Red counties, blue counties, and environmentalists

Published August 1, 2001

Tune in to any national news segment on the environment and you will get the same predictable format: video of beautiful natural splendor, followed by a doom-and-gloom portrayal of some Big Industry’s exploitation of the environment, followed by a local citizen condemning the evil industry and appealing for federal intervention.

To watch the national media’s portrayal of environmental issues, one would believe that everybody in rural America (and particularly Western America) belongs to the Sierra Club and voted for Ralph Nader (if they voted on principle) or Al Gore (if they voted on practicality). The “environmentalists” belong to Greenpeace, while the “common citizens” merely send annual membership dues to the Sierra Club.

“If you lived in rural America,” the national media seems to ask as it plays on the guilt of its predominantly urban and suburban audience, “wouldn’t you be an environmentalist?”

The great irony is that in almost every single aspect of the national media’s portrayal of environmental issues, nothing could be further from the truth.

I say “almost” because the one thing the national media gets right is the fact that rural Americans are environmentalists who fully appreciate the natural splendors of this country.

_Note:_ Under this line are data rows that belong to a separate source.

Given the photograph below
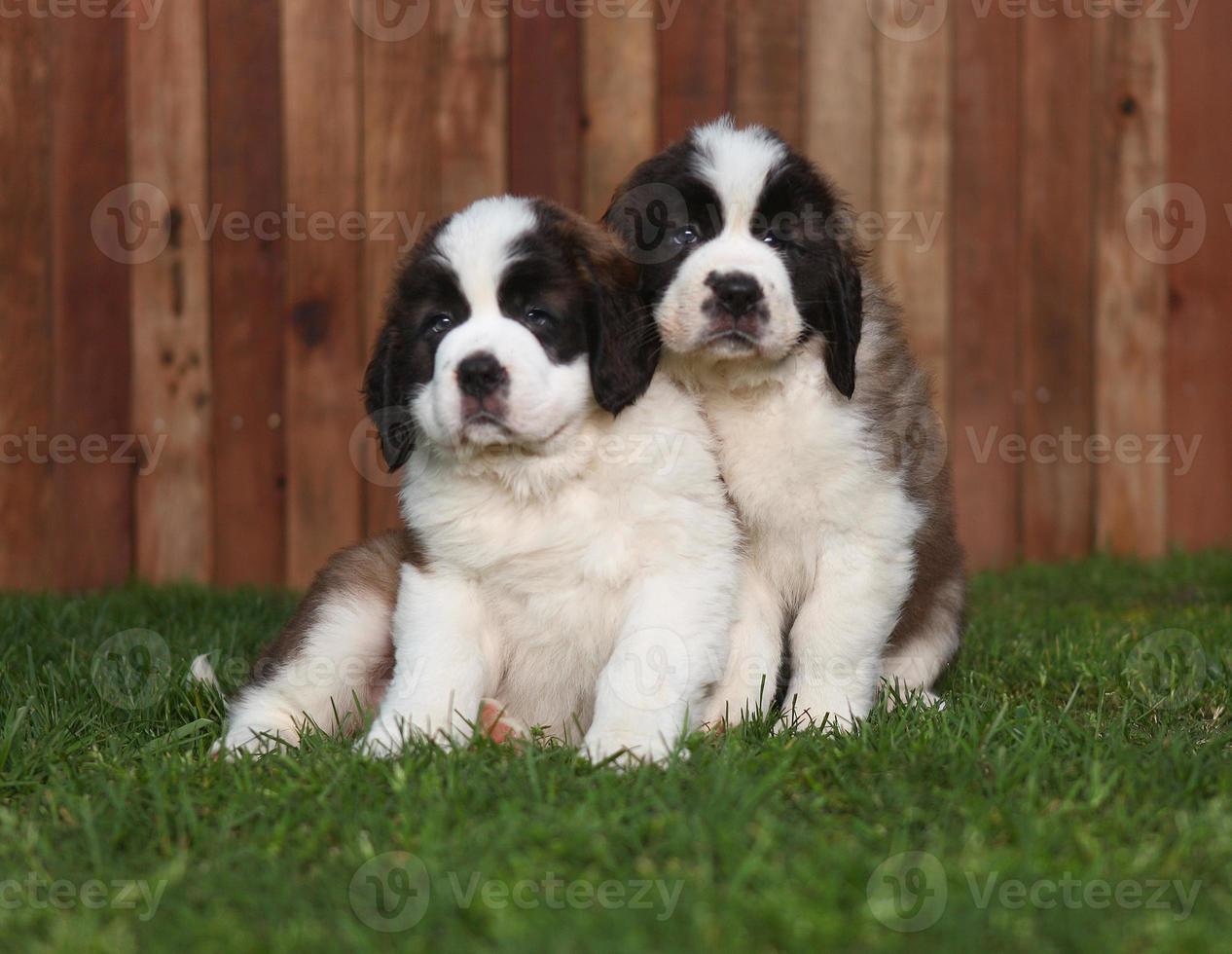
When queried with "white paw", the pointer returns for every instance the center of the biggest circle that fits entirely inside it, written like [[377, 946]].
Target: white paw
[[625, 749]]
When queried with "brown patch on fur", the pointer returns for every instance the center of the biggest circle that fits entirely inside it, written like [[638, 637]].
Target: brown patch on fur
[[894, 394], [370, 569]]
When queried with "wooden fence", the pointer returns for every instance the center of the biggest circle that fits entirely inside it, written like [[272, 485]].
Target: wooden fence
[[1015, 157]]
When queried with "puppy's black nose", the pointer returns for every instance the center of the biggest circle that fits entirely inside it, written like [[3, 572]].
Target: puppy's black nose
[[482, 375], [736, 291]]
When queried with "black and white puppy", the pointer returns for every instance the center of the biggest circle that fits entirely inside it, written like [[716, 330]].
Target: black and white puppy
[[568, 551], [828, 441]]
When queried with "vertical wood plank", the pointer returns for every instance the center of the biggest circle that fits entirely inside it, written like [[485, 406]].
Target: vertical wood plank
[[1199, 344], [620, 105], [1056, 285], [913, 165], [545, 114], [769, 56], [983, 332], [26, 352], [324, 354], [92, 510], [1131, 292], [694, 65], [472, 119], [170, 295], [402, 177], [246, 286], [839, 112]]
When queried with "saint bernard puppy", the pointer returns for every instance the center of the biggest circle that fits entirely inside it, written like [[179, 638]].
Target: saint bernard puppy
[[828, 441], [568, 544]]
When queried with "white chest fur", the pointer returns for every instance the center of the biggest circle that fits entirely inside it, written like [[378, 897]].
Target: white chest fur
[[555, 551]]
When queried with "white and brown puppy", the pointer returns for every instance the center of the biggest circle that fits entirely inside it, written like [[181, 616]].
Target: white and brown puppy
[[569, 547], [828, 443]]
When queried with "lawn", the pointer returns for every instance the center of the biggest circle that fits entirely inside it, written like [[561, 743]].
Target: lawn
[[1075, 792]]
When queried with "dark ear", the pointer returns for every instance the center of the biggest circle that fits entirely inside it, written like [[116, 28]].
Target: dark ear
[[624, 337], [385, 396], [839, 318]]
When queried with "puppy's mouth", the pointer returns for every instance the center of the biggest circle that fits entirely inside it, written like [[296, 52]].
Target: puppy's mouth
[[731, 341], [485, 421]]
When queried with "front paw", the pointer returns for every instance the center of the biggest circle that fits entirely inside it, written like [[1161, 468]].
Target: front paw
[[625, 750]]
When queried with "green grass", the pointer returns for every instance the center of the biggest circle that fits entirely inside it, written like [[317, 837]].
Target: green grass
[[1065, 754]]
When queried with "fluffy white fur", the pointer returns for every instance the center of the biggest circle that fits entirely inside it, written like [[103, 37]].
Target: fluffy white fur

They prove it every day by choosing to live, work, play, and raise their families closer to the earth than most members of the national media would ever care to.

And yet, when you look at an electoral map, it is immediately apparent that rural America, the so-called “red counties,” voted overwhelmingly for George W. Bush and against “environmentalist” Al Gore. Rural America continually elects congressional representatives who subscribe to the view that man and nature can coexist in harmony, rather than the “People Suck” message of the radical environmental groups the national media chooses to promote. Alaskans, for example, support natural resource recovery in the Arctic National Wildlife Refuge more than the citizens of any other state.

The national media portrays local citizens as anti-market, anti-progress, and anti-property rights because they can’t believe people who live closest to the ANWR or Glacier National Park or the Everglades could think any other way.

And yet across rural America there is a strong consensus on environmental issues: Environmentalism and human economic activity are mutually supportive rather than mutually destructive goals. They call it access, multiple use, wise use, sustained yield, and good stewardship. They point with pride to farms, ranches, and forests that provide lush habitat for wildlife and a modest living for generations of families.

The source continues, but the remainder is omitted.